LUMINASIA.ID, NASIONAL - Pengembangan sumber daya manusia (SDM) di sektor kelapa sawit tak hanya berdampak pada peningkatan daya saing industri, tetapi juga membuka akses pendidikan yang lebih luas bagi masyarakat di wilayah perkebunan. Program yang dijalankan Badan Pengelola Dana Perkebunan (BPDP) kini menjadi pintu masuk bagi ribuan petani dan generasi muda untuk mendapatkan pelatihan hingga pendidikan formal.
Dilansir Kumparan, sepanjang 2025, tercatat 13.265 peserta menerima beasiswa di bidang kelapa sawit.

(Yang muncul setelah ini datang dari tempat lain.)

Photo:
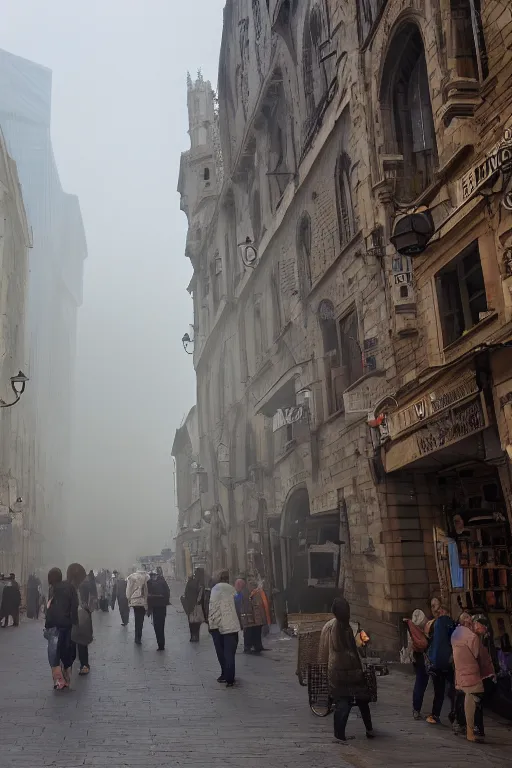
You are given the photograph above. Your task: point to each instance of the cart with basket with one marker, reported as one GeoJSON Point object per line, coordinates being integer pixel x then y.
{"type": "Point", "coordinates": [313, 674]}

Dari jumlah tersebut, 3.910 mahasiswa telah menyelesaikan pendidikan mereka di berbagai perguruan tinggi mitra. Keterlibatan 42 kampus menunjukkan bahwa sektor sawit mulai terintegrasi dengan dunia akademik secara lebih sistematis.
Tak hanya itu, sebanyak 29.263 peserta juga telah mengikuti pelatihan teknis yang dirancang untuk meningkatkan kapasitas petani. Program ini dinilai penting karena menyasar langsung kebutuhan di lapangan, mulai dari praktik budidaya hingga pemahaman teknologi perkebunan.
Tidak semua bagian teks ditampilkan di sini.